Je ne saurais me flatter, dit M. Arnott, d’avoir conservé quelque part dans le souvenir de miss Beverley. Pour moi, quoique j’aie quitté depuis long-temps la province de Suffolck, je suis cependant bien convaincu qu’après cet espace de temps, grandie et formée comme elle l’est, je l’aurais tout de suite reconnue. Je me rappèle bien, dit Cécile, que lorsque vous quittâtes la province, je crus avoir perdu l’un de mes meilleurs amis. Cela serait-il possible ? reprit M. Arnott, de l’air du monde le plus satisfait. Pouvez-vous en douter, et n’avais-je pas raison ? N’étiez-vous pas toujours mon défenseur, mon camarade d’amusements, mon appui dans toutes les occasions ?
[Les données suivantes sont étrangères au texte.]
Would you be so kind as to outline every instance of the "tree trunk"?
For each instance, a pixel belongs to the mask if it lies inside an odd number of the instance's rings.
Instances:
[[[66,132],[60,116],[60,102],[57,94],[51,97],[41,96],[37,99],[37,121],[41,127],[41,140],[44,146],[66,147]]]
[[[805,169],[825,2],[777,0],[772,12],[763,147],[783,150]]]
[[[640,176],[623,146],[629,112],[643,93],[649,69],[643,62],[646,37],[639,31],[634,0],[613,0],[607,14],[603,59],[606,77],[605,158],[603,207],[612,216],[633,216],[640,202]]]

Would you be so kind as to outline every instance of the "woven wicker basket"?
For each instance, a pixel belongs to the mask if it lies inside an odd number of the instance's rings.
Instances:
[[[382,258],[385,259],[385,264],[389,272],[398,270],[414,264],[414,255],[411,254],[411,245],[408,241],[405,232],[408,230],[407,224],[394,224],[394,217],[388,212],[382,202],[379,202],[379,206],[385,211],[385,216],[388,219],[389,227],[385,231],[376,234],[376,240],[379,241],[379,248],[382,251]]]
Madame, s’écria d’un ton railleur un homme entre deux âges, qui les écoutait, si vous l’aimiez parce qu’il était votre défenseur, votre camarade et votre soutien, je vous prie de m’aimer aussi : je vous promets de vous en servir. Vous êtes trop bon, répondit Cécile ; actuellement, je n’ai plus besoin de défenseur. C’est dommage, car M. Arnott me paraît très-disposé à s’acquitter encore de cet emploi : il n’aurait besoin que de rétrograder de quelques années pour revenir à celles de l’enfance. Ah, plût au ciel ! dit M. Arnott : ces jours ont été les plus fortunés de ma vie.

Mademoiselle Larolles, pour qui toute conversation où il n’était pas question d’elle devenait ennuyeuse, se leva ; et M. Gosport ayant pris sa place, continua sur le même ton. J’ai souvent désiré, dit-il, que dans les assemblées nombreuses telles que celle-ci, après la première demi-heure destinée aux compliments, il fût permis de proposer quelque jeu d’exercice auquel chacun prendrait part : cela vaudrait bien les cartes, la médisance, les modes, l’histoire du jour, et toutes les sottises dont nous faisons notre amusement dans la capitale.

Cécile, quoique surprise d’une telle sortie contre la société de ses amis, et de la part d’un homme qui en était, n’eut rien à répondre à sa critique. L’assemblée se sépara un moment après, et le reste de la soirée fut consacré à l’amitié, aux tendres caresses et aux doux souvenirs. Les deux amies s’entretinrent long-temps de leurs premières années, et ne se séparèrent qu’à regret.